We can help you in locating right funding
Whether you are buying an owner occupied home or an investment property, these are the types of the loan you would want yourself to be aware of:
Variable Loans
In a variable loan product,  the interest rates change during the term of the home loan. Banks or lenders can change the interest rate i.e. increase or reduce the interest rate by giving a notice. This normally happens to either hold on to current customers in a period of aggressive competition between banks. Or the banks increase or reduce variable rates on the basis of change of interest rate by Reserve Bank of Australia (RBA). This results in increase and decrease in home loan repayments.
Fixed Rate Loans

In a fixed rate loan product, the banks and lenders fix the rate of interest for a period of 1 to 5 years for home loans.
During this period the repayments remain the same. Any change of interest rates by RBA or banks doesn’t change the interest rate for that loan and doesn’t affect repayments.
While fixed rate has an obvious advantage of safeguarding any future interest rate hikes. It has many disadvantages as well. Customers can’t make extra repayments to save interest and are not benefitted by any reduction of interest rates. Moreover, any changes during the fixed period also results in break costs.

Split Loans

As the name suggests, it is a combination of fixed and variable loan components for a home loan.
In the split loan arrangement, part of the home loan is on variable interest rate and the the other part on fixed interest rate for a specific period.

Example: John borrows $500000 to buy his first home. He selects a split loan product.

He selects variable interest rate for $250000 and selects fixed rate interest rate for rest $250000 for a period of 3 years.
While the repayments for variable part and change if the lender increases or reduces interest rates, the repayments for fixed part would remain same for 3 years.

Interest Only Loans

Interest only loans are mostly used by investors to give better cash flow which helps in funds being used for other projects. As the repayment is low, it allows the investor to cover these repayments from the rent.

For interest only loan products, the borrower only pays interest on the loan for a fixed period. It means that the loan amount remains same even after yearssince no principal has been repaid.

Banks and lenders are more strict while lending for interest only products due to the higher risk involved and strict legislation.

“As the lending environment is always changing and legislation becoming more rigorous, there have been changes across the Australian lending environment with the use of interest only loans. It is wise to chat with us before considering any type of interest only finance.”
Offset Accounts

An offset account is a savings account which is attached to a home loan account.
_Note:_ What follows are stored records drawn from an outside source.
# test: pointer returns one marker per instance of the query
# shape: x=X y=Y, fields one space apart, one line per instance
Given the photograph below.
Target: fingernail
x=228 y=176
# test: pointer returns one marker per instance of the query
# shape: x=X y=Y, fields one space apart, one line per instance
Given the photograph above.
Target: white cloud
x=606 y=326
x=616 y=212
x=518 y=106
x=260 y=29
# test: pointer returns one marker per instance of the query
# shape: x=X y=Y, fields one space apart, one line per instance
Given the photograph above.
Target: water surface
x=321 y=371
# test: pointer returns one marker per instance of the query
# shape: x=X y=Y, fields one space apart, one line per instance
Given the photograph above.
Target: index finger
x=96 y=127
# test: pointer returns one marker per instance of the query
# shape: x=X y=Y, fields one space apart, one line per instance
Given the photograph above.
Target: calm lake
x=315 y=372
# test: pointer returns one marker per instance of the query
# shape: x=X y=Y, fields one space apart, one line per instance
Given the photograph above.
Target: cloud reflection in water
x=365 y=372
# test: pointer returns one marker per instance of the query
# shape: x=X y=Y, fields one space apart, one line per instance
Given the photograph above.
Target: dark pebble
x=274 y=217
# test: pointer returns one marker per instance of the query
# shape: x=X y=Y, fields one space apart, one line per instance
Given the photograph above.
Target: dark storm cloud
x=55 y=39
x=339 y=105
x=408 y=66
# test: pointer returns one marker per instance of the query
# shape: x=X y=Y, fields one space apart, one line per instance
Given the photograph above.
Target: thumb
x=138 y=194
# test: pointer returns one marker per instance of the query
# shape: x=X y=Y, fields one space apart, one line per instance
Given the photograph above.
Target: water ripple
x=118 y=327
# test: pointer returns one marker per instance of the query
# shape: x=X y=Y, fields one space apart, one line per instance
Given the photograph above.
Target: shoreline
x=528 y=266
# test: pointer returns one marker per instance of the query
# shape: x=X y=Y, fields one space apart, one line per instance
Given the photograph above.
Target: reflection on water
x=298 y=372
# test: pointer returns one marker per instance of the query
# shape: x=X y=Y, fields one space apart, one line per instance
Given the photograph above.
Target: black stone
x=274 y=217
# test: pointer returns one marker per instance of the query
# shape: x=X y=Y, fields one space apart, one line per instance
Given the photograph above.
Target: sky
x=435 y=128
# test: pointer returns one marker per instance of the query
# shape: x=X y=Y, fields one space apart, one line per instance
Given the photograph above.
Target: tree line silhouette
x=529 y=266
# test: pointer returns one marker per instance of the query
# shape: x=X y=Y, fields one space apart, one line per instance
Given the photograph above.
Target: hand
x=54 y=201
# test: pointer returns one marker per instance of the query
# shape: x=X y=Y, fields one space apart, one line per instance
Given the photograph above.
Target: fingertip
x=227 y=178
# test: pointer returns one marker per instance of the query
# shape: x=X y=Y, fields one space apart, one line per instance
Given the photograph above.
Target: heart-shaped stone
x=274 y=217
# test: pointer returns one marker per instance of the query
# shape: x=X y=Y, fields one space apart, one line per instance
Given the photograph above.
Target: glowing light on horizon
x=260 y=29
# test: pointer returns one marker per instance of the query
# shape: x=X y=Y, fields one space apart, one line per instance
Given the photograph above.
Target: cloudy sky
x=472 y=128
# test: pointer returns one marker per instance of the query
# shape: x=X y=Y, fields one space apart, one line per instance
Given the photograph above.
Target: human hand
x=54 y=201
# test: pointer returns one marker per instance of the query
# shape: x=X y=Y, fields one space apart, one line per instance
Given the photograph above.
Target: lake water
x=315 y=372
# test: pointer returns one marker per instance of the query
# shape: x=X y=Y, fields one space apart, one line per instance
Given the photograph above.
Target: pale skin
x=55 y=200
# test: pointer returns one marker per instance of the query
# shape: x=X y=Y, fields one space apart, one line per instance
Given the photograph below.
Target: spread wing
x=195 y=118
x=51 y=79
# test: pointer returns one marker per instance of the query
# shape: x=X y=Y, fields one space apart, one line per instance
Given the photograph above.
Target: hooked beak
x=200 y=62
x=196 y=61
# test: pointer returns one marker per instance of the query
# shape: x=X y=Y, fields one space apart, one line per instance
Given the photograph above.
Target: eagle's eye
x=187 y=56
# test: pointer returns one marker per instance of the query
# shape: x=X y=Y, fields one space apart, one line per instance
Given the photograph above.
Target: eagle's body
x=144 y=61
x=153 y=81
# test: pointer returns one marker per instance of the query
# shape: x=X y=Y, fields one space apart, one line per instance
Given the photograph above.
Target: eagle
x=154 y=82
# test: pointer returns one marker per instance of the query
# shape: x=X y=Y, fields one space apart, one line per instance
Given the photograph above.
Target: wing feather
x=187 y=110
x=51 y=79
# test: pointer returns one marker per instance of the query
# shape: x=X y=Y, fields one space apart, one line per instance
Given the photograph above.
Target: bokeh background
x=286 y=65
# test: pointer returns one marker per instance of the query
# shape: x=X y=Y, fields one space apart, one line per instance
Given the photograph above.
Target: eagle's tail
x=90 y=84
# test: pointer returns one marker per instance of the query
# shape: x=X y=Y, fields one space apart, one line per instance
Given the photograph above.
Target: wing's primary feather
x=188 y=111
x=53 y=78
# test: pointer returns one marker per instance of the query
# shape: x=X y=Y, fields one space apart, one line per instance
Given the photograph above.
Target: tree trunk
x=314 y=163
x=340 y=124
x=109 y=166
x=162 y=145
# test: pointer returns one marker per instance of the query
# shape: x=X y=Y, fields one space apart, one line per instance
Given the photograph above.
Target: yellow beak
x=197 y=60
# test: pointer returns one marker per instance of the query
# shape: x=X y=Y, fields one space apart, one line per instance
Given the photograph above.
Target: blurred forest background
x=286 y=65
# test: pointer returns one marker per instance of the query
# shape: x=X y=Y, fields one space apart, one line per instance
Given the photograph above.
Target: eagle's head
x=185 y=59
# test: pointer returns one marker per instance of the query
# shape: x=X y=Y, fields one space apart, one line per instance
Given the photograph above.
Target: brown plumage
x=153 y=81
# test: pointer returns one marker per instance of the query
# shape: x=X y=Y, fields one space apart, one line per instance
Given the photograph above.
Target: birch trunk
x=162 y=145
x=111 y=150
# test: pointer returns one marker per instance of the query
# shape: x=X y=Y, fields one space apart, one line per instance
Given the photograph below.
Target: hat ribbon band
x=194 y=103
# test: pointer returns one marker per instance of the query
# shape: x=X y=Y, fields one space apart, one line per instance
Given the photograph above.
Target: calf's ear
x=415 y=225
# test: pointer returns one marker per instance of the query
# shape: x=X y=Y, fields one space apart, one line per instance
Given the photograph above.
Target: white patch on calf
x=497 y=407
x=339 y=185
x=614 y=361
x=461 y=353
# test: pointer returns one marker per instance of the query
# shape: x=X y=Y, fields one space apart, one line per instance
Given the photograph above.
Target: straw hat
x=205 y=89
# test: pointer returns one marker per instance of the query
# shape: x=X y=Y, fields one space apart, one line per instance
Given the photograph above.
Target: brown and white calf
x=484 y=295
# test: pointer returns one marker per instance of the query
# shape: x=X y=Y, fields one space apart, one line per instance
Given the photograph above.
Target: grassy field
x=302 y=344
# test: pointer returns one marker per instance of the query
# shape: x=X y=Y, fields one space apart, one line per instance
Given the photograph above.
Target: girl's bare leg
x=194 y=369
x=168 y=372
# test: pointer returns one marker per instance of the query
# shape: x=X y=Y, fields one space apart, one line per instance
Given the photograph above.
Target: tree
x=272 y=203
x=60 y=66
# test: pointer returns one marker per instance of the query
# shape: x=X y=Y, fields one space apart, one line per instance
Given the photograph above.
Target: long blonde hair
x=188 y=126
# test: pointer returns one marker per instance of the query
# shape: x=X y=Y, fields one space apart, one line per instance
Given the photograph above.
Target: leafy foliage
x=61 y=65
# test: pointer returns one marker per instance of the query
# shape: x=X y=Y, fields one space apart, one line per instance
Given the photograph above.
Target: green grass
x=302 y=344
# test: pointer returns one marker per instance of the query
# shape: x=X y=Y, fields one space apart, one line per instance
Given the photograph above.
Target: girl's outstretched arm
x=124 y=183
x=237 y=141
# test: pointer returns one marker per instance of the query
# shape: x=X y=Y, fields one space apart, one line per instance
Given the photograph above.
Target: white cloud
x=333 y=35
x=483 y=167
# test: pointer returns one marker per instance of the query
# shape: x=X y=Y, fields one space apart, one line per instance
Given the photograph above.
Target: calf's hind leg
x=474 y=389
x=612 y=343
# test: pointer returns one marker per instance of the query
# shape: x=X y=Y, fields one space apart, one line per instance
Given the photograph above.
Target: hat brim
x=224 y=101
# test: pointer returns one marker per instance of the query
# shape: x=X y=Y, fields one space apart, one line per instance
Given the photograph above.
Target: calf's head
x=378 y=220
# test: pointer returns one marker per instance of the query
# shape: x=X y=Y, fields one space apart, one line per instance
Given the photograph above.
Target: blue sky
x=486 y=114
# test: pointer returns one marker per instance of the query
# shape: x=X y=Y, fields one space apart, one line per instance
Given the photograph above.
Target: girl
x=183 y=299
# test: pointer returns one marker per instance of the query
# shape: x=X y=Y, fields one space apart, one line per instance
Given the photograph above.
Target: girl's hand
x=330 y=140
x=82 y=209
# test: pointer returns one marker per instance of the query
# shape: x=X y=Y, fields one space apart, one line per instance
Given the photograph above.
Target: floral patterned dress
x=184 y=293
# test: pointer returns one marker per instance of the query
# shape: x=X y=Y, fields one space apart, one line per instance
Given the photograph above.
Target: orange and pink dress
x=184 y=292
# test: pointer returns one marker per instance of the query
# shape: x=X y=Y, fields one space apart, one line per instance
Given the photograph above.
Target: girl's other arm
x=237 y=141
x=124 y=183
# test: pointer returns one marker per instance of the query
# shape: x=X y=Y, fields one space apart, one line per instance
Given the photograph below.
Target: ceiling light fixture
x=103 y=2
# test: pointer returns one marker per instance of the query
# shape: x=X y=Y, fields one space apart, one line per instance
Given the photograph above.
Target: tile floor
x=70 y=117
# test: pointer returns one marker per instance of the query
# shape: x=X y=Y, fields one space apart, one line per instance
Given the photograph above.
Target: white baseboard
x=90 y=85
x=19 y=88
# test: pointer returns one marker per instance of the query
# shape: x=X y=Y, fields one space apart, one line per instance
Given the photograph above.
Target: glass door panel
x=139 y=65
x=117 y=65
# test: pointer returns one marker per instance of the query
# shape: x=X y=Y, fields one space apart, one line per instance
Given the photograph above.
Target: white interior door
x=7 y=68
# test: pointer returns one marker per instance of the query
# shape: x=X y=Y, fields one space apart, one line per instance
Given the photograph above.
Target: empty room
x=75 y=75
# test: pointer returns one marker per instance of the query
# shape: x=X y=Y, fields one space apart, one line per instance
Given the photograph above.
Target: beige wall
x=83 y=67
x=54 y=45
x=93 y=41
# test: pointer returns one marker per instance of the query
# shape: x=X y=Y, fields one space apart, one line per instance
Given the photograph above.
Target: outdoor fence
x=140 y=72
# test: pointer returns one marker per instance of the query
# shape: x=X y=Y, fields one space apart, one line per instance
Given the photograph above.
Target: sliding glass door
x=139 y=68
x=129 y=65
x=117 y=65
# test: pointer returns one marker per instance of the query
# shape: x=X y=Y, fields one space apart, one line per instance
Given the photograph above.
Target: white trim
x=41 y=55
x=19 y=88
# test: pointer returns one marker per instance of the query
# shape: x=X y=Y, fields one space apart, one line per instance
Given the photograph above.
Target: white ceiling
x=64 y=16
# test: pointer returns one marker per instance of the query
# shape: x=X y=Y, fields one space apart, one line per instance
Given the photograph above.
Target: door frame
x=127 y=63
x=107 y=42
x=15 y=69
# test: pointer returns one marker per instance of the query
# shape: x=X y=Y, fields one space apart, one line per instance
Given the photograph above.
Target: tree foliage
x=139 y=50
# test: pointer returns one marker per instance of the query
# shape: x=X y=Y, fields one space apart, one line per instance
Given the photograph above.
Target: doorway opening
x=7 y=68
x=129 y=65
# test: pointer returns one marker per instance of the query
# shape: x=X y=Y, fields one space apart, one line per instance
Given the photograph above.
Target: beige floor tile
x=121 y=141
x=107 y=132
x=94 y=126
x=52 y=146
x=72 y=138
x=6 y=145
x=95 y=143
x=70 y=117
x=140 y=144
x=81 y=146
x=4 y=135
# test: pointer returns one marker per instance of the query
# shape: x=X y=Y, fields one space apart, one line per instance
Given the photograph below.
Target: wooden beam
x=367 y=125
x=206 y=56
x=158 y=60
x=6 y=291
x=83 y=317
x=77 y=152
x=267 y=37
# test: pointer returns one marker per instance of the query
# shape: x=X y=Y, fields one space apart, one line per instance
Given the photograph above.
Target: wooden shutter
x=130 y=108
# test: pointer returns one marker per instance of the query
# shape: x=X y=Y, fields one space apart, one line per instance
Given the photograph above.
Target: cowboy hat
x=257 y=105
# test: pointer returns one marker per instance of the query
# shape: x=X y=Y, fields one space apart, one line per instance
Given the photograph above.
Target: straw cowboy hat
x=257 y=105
Any money deposited in this account reduces the amount of interest a borrower pays for that amount.

Although the repayment remains the same, the interest component in the future repayments reduces. This helps in earlier and quicker repayment of the loan.

Another major advantage of an offset account is that the borrower has a flexibility of withdrawal of funds if and when they need.

Line of Credit
Line of credit products are normally more expensive than a normal home loan products.
 
Line of credit can be used to access equity in the property to make investments, renovations etc.This can only be done if the equity is available in the home. If no equity is available, a seperate application for Line of credit has to be made.
 
There are no set repayments for line of credit and hence can be paid off at earliest to avoid interest. But the obvious disadvantage is the higher interest rate.
Bridging Loans
As the same suggests, these loans acts as a bridge while selling and purchasing a property. If the property being bought is settling before the one being sold, it helps secure finance for a short period until the property is sold. Bridging loans are normally quite expensive but are for a very short period.
Non Comforming Loans or Low doc Loans
Non Comforming or low doc loans are for borrowers with unusual circumstances.
 
Examples of unusual circumstances:
 
* A low credit score.
* Recent employment.
* Start of new business.
* Low deposit.
* Debt consolidation etc.
 
As the lender takes more risk, the interest rates are normally very high.
Deposit Bond
A deposit bond is also known as deposit guarantee.
The purchaser pays a premium for the deposit bond. In return insurance company provides a guarantee that if the purchaser defaults on the contract of sale, the insurance company will pay the vendor.
 
It is sometimes used in place of bridging finance. Deposit bond is sometimes used by the buyer when participating in multiple auctions. As the buyer has still not finalised the property, the vendor and property details are left blank.
It is also used by purchasers to buy off plan without blocking their funds.
 
For using a deposit bond  the vendor, real estate agent needs to agree prior to a purchaser using such bond.
Development Loans
Oracle Ezy Finance can arrange lending solutions for all commercial, industrial and residential development.
The interest rates for these products are normally higher.